Thursday, April 9, 2009

Close up

I spend a lot of time looking at things close up. For much of the winter and now into these weeks of early spring, I’d go out to the driveway, for instance, and stare at crow tracks in the snow, notice where small stones were visible beneath a patch of ice, study the juxtaposition of un-raked leaves against burgeoning shoots of grass. I took a lot of photographs, because much of what I saw was beautiful; I wanted to remember what it looked like, and I wanted to continue to study the photographs. I have frame after frame of abstract compositions; anyone looking at them would be puzzled at the subject matter. I might have to point out the thin layer of ice, the bubbles caught in and beneath its surface, the array of flattened vegetation or pebbles visible just below the crust. I’m intrigued by what is often overlooked. We are, as a species, capable of a narrowness of focus. This is often a favorable trait; intensity of focus helps us concentrate, helps us accomplish. But every day we overlook thousands of incidents, scenes, interactions, and conversations – many of which are of little consequence. But we also overlook distress and grief in those we care about. We overlook catastrophes of great magnitude. We overlook, for years and even lifetimes, entire continents of suffering. It is a survival mechanism. It is a necessity.
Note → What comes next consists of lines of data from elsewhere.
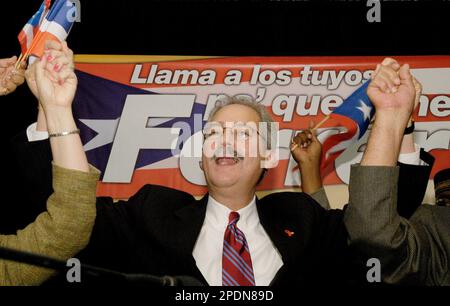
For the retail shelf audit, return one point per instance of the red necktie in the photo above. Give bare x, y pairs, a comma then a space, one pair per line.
237, 269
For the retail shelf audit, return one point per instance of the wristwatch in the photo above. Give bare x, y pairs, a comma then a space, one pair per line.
409, 129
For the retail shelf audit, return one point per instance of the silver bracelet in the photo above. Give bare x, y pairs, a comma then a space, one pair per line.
77, 131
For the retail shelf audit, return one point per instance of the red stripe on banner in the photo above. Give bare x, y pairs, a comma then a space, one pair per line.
121, 72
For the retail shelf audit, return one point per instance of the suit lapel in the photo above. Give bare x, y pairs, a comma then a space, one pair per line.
191, 220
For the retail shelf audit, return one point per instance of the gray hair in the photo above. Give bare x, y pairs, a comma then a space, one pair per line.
269, 133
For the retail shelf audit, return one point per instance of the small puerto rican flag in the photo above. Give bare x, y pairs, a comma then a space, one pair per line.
355, 115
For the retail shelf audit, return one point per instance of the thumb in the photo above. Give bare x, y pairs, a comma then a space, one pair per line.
405, 76
39, 70
12, 59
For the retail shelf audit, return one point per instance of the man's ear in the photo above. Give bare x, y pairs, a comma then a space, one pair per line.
270, 159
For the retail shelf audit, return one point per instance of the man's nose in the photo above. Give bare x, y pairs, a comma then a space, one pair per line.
228, 138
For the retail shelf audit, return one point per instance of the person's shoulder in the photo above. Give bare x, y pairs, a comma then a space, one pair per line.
432, 213
158, 199
289, 201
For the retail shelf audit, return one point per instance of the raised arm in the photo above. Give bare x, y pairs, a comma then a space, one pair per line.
374, 226
64, 229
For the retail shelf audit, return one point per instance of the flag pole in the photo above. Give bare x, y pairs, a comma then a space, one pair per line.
19, 60
318, 125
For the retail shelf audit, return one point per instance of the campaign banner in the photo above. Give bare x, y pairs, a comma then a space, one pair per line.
141, 117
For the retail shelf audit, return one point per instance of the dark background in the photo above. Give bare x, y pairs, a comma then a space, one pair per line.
221, 28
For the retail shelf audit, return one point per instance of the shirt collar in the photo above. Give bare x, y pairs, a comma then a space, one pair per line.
217, 214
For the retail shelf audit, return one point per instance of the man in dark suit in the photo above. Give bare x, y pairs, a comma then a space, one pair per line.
228, 237
414, 251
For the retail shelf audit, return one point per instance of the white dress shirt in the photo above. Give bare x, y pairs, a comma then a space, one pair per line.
266, 259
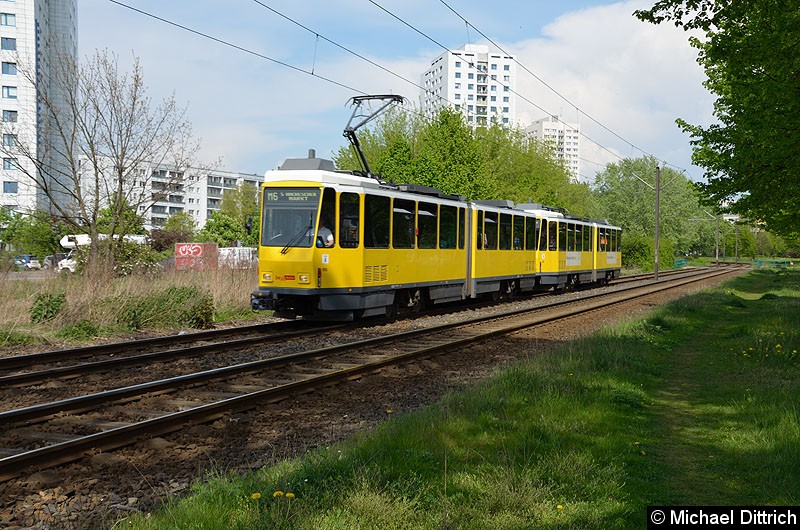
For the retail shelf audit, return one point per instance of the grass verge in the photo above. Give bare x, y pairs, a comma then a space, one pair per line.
694, 404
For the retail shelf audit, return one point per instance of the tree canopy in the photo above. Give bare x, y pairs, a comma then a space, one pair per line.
751, 54
447, 154
625, 193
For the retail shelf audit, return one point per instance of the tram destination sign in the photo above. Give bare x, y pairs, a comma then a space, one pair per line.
291, 195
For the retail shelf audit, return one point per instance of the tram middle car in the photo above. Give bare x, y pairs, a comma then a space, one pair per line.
341, 246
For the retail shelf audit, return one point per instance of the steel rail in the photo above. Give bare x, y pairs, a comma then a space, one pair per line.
17, 361
46, 410
84, 368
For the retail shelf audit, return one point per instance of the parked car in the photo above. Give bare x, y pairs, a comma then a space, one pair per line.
52, 261
27, 262
68, 264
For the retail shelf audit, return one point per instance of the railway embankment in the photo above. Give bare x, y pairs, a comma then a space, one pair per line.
692, 403
561, 424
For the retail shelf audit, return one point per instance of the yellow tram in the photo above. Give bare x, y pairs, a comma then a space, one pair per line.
339, 246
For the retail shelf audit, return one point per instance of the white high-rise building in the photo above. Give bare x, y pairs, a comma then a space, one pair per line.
196, 192
563, 137
480, 83
34, 34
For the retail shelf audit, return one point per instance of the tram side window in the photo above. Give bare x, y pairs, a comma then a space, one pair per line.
403, 223
462, 227
505, 232
349, 219
587, 239
543, 236
427, 221
376, 221
490, 231
531, 231
448, 226
481, 233
519, 232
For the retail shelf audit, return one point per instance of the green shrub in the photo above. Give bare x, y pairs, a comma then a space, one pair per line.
170, 307
82, 330
15, 338
46, 306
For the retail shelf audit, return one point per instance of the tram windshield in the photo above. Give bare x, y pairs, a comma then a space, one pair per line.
288, 218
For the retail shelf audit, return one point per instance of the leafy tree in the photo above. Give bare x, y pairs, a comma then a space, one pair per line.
625, 194
223, 230
749, 52
37, 234
243, 204
445, 153
105, 137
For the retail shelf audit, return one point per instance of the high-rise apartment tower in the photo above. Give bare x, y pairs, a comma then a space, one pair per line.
480, 83
34, 36
563, 138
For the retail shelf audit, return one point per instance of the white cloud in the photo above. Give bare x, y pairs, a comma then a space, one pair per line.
633, 77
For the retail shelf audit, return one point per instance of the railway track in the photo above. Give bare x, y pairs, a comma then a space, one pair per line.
53, 433
39, 368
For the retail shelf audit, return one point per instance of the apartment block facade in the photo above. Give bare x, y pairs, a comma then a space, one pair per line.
196, 192
563, 137
474, 80
34, 34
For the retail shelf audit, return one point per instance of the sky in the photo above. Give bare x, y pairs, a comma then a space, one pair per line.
279, 82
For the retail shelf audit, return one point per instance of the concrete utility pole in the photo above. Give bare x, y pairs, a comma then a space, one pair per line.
658, 216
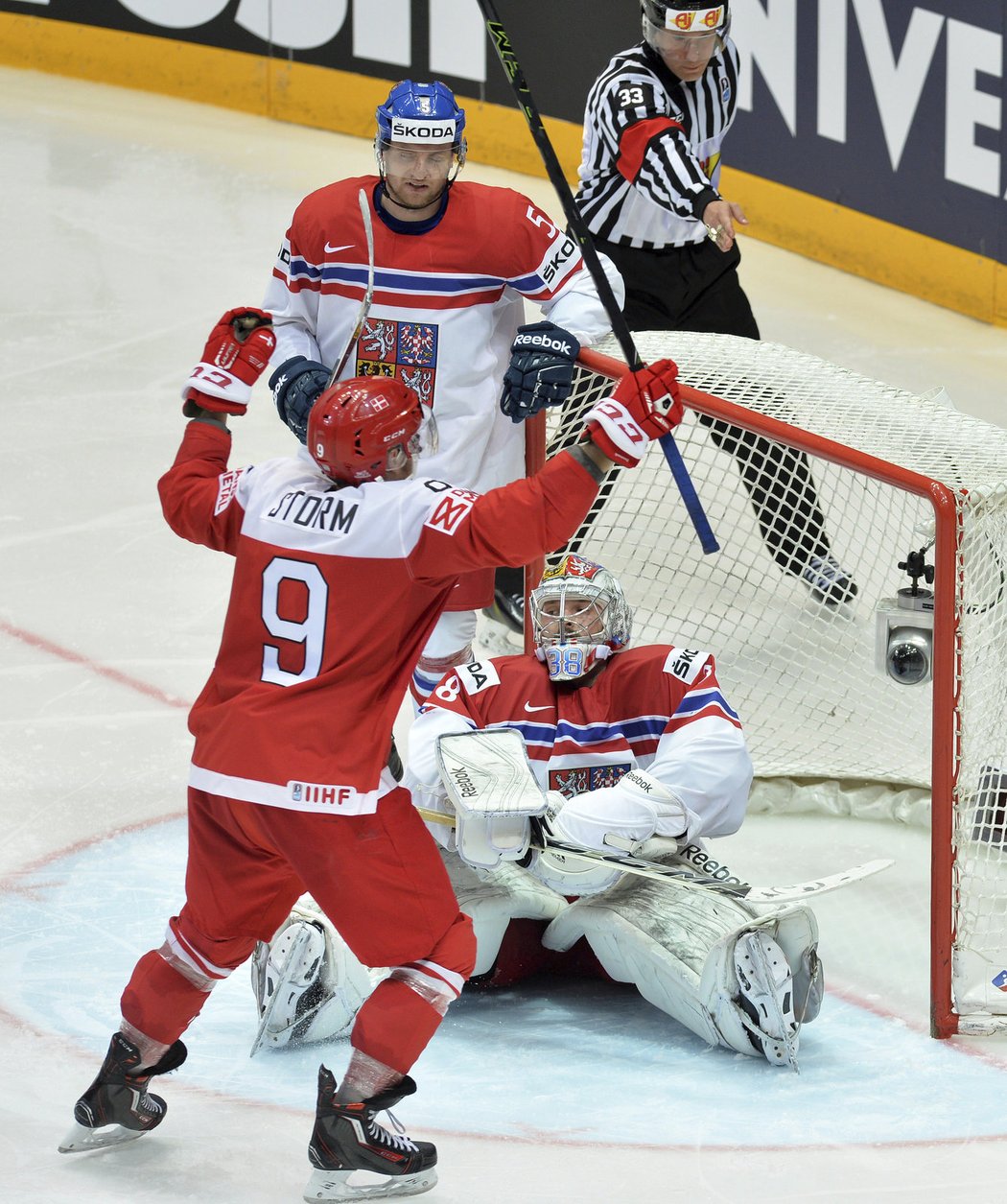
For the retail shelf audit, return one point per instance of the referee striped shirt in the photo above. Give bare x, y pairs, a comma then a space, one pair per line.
651, 154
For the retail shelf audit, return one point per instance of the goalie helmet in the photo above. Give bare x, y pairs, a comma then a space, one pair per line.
365, 428
421, 112
684, 17
580, 618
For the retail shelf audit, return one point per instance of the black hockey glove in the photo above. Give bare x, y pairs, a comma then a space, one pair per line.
296, 384
543, 358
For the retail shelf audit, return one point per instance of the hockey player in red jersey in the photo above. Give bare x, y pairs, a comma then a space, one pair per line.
638, 749
455, 263
341, 563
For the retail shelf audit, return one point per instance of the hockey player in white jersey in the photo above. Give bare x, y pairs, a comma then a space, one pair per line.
455, 263
648, 755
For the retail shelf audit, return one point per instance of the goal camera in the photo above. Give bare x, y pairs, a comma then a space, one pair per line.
903, 640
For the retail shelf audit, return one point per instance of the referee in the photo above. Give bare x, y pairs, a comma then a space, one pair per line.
655, 124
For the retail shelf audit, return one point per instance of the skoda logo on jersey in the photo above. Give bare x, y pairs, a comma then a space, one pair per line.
434, 132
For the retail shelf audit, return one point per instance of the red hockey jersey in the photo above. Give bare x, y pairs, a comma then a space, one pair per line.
334, 596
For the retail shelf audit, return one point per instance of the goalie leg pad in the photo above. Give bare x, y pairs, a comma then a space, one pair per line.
308, 986
677, 944
493, 897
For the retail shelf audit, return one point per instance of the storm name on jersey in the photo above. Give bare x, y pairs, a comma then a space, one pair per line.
303, 508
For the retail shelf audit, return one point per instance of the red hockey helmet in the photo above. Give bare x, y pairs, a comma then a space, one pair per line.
363, 428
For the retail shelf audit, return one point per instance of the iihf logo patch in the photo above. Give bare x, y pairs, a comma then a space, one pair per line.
406, 350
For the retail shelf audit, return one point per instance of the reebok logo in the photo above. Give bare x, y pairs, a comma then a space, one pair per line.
547, 342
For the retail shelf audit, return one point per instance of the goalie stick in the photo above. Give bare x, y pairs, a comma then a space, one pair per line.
368, 293
679, 872
579, 230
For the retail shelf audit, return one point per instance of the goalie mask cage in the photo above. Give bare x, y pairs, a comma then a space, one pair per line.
894, 473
When I was a kid I read Dr. Seuss’s Horton Hears a Who. In it, Horton, an elephant, notices a sound coming from a speck of dust. That speck turns out to be an inhabited planet. Horton heroically pays attention, even in the face of ridicule and imprisonment. Not only does Horton notice the planet, he does something for the inhabitants. He takes action.
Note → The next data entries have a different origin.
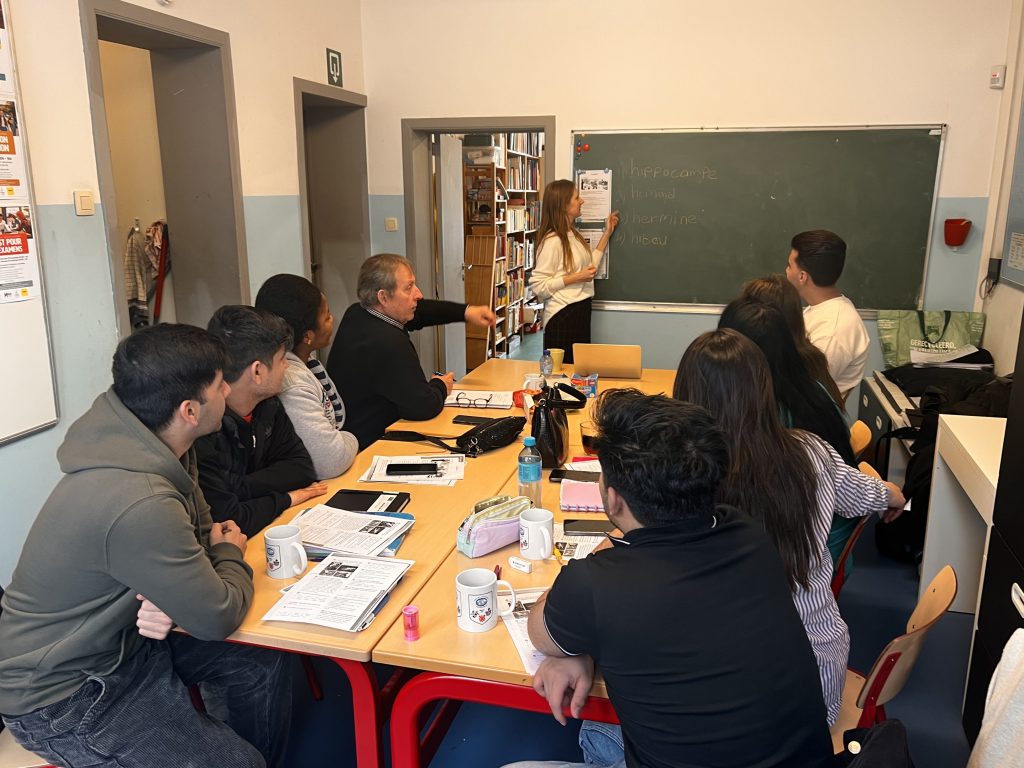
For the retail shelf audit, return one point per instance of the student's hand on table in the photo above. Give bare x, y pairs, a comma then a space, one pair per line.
152, 621
565, 681
584, 275
478, 314
449, 380
302, 495
228, 531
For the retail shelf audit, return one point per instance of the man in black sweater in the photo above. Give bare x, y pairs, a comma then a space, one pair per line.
255, 467
373, 361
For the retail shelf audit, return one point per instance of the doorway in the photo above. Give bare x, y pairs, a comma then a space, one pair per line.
333, 188
194, 100
426, 231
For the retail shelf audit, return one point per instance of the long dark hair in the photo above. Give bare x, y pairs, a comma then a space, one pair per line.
778, 292
803, 400
555, 219
770, 475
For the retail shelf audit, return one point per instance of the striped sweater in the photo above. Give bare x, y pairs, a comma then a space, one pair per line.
847, 493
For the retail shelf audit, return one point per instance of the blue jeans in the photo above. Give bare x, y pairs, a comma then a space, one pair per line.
601, 743
140, 716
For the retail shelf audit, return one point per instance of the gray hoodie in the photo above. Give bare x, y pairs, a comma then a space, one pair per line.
126, 518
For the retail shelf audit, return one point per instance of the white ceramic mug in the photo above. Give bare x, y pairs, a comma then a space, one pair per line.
534, 382
476, 599
537, 534
285, 555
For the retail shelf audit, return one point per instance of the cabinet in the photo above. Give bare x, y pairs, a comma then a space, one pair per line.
502, 183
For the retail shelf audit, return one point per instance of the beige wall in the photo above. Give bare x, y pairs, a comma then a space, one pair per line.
271, 43
666, 64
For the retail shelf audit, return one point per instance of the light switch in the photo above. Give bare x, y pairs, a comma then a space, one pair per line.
84, 204
997, 76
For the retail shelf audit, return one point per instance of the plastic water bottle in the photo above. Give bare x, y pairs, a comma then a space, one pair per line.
547, 363
529, 470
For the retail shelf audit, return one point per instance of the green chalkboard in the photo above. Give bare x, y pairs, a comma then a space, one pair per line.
704, 211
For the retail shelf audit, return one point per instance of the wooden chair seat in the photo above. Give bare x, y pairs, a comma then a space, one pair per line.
864, 697
13, 756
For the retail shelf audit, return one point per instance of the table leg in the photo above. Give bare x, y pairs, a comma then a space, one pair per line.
367, 711
428, 687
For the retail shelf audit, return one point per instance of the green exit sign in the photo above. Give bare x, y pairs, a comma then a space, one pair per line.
333, 68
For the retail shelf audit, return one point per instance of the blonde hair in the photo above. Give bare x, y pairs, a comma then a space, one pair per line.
555, 219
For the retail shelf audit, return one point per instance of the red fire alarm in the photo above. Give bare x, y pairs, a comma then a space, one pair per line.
956, 231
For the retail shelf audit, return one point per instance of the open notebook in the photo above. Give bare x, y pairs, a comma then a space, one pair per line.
581, 497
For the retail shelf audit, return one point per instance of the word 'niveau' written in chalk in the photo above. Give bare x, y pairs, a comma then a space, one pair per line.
704, 173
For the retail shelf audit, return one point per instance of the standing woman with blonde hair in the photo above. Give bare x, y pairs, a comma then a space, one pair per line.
563, 273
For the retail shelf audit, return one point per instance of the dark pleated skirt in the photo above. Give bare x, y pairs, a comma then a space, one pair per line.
568, 326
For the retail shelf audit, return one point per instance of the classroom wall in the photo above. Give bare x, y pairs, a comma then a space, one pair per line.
269, 46
686, 64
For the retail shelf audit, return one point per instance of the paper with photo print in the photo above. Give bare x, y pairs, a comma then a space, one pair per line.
333, 529
342, 592
18, 257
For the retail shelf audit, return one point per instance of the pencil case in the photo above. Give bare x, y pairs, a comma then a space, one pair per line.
493, 524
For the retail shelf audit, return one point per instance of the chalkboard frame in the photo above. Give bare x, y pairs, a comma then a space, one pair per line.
635, 305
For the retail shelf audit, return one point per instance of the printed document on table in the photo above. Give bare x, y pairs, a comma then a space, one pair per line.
479, 398
574, 547
451, 467
339, 530
516, 624
342, 592
595, 188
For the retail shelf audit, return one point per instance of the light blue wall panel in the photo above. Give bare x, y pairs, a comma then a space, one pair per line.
83, 334
273, 238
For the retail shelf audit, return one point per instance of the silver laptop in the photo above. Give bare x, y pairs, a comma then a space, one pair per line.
611, 360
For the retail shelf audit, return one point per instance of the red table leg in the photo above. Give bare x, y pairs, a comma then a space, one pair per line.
367, 711
428, 687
Although I believe that human beings are inherently good, I also believe that we regularly fail to act. We might notice, we might pay extended attention, we might speak about our beliefs, we might speak up or out when it is difficult to do so. All of that is well and good and, at times, even admirable. But most of us, most of the time, fail to do anything. We might send a check, volunteer a few hours of our time – I felt bad for those tsunami victims, those displaced by Katrina, those going hungry in the nearby shelter. Some of us show up to dish out dinner every Sunday or help hang drywall for an afternoon. Lots of us do good deeds when we can.
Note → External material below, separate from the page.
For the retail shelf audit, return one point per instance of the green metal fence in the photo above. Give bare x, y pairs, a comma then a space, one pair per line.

But look around. Family, friends, acquaintances, colleagues, co-workers, neighbors – a lot of people are overlooked. They are ill, they are stressed, they have lost or soon will lose a job, they can’t cope with the burdens of a long winter, they are lonely, they are afraid, they are confused, they are invisible.

We know this, don’t we? There’s nothing new here. Nothing new here, either: we look away.

I like to stack small, flat rocks. I don’t know why. I like the way they look. I have little stacks all over my study. Sometimes a passing truck or slamming door will cause them to topple. I re-stack them, carefully. To me, they are beautiful. For the most part, I neglect them after I stack them. Cobwebs form, and after a few weeks I might notice and dust them off, or just blow the cobwebs away. I can’t say that I pay much attention to these beautiful things I create, beyond the moment of composition. I say that I love them.

In much the same way, I think of my friends, my family, my students, my colleagues. I would say, in many cases, I love them. But I don’t pay enough attention. I sometimes look away. I often fail to act. This is done knowingly, willfully. The same might be true of you.

Today, all I can do is study this picture. I am caught up in the tilt of the rocks, I am a little mesmerized by the strands of the cobweb. The light draws me in. There is a kind of sadness in the photograph that is quietly appealing. Looking at pretty pictures is a nice way to spend an afternoon. But I wish I were doing something else. I wish I believed that tomorrow would be different. I wish we were all a little more like Horton.